Anyways, i did buy it to work on and from what ive already seen most things can be fixed via the advice on this wonderful forum,
i do enjoy a bit of fettling so i will let you know how i get on.
regards


----------



## Hoggy (May 8, 2002)

Hi Petter, Welcome to the TTF.
Plenty of info on both probs in the MK2 section.
Hoggy.


----------



## RLumsden86 (Apr 23, 2019)

Hi, Just joined myself, Recently upgraded from my 2.0T A4 to the Audi TTS mk2. night and day difference and loving it so far 

Good luck with your work that needs done, I'm sure you'll find a solution on the forum somewhere


----------



## rasA4 (Apr 23, 2019)

congrats hopefully wont be too much work
my mate is looking for a mk1 TT 3.2 manual did you test drive the mk1?


----------



## YELLOW_TT (Feb 25, 2004)

Welcome


----------



## TedKarslake (Apr 22, 2019)

I've just joined up to the forum too!
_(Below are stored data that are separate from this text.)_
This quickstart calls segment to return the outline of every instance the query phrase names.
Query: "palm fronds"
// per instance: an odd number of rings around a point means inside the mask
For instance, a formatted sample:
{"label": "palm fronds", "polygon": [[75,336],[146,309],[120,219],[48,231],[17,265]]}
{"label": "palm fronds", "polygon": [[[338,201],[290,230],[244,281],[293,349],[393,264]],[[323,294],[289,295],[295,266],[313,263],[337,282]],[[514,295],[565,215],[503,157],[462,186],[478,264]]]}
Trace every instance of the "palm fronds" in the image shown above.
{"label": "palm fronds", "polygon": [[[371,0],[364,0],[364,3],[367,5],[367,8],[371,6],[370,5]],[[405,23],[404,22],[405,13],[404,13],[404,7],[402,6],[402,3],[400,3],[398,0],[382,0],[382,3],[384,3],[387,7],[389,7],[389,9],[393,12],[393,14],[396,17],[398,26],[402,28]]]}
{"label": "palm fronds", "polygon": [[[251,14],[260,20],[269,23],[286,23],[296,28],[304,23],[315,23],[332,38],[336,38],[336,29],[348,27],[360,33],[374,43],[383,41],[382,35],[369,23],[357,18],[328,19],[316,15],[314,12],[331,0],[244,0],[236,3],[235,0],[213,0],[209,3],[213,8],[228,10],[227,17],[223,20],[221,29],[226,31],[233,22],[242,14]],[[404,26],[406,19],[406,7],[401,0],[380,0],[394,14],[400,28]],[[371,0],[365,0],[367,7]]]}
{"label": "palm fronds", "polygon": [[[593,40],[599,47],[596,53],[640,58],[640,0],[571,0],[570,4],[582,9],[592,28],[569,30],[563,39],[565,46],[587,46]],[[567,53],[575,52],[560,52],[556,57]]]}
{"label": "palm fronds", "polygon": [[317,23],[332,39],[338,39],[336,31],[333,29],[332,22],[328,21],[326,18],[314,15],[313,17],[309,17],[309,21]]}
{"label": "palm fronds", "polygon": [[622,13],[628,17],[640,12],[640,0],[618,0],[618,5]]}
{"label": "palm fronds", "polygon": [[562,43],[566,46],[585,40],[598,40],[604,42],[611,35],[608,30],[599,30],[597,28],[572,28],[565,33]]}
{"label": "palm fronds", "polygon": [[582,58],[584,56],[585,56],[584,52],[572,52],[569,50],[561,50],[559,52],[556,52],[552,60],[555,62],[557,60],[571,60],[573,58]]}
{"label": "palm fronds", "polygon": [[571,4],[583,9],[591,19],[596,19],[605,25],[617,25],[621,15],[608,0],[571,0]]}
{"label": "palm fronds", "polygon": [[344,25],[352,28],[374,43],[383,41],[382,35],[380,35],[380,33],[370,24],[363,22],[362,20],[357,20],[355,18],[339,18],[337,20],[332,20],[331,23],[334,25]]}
Loved the look of the Mk2 but ended up going with a Mk1 Quattro Sport


----------



## Hoggy (May 8, 2002)

TedKarslake said:


> I've just joined up to the forum too! Loved the look of the Mk2 but ended up going with a Mk1 Quattro Sport


Hi, A much nicer choice.
Hoggy.


----------



## petter63 (Apr 23, 2019)

Hi 
Thanks for the welcome.
I have test driven a mk1 last year for my daughter and it was very impressive, but ,she wasnt happy with the colour so it didnt happen :roll: 
I have had a toyota mr2 roadster for the past 7 years as a second car /project ,great fun and a great driving experience and never any issues with it apart from consumables.
it went as a part ex for my audi.
I have a plan of attack for my present issues and im sure none of them are serious , just annoying really but very fixable without too much cost.
rgds


----------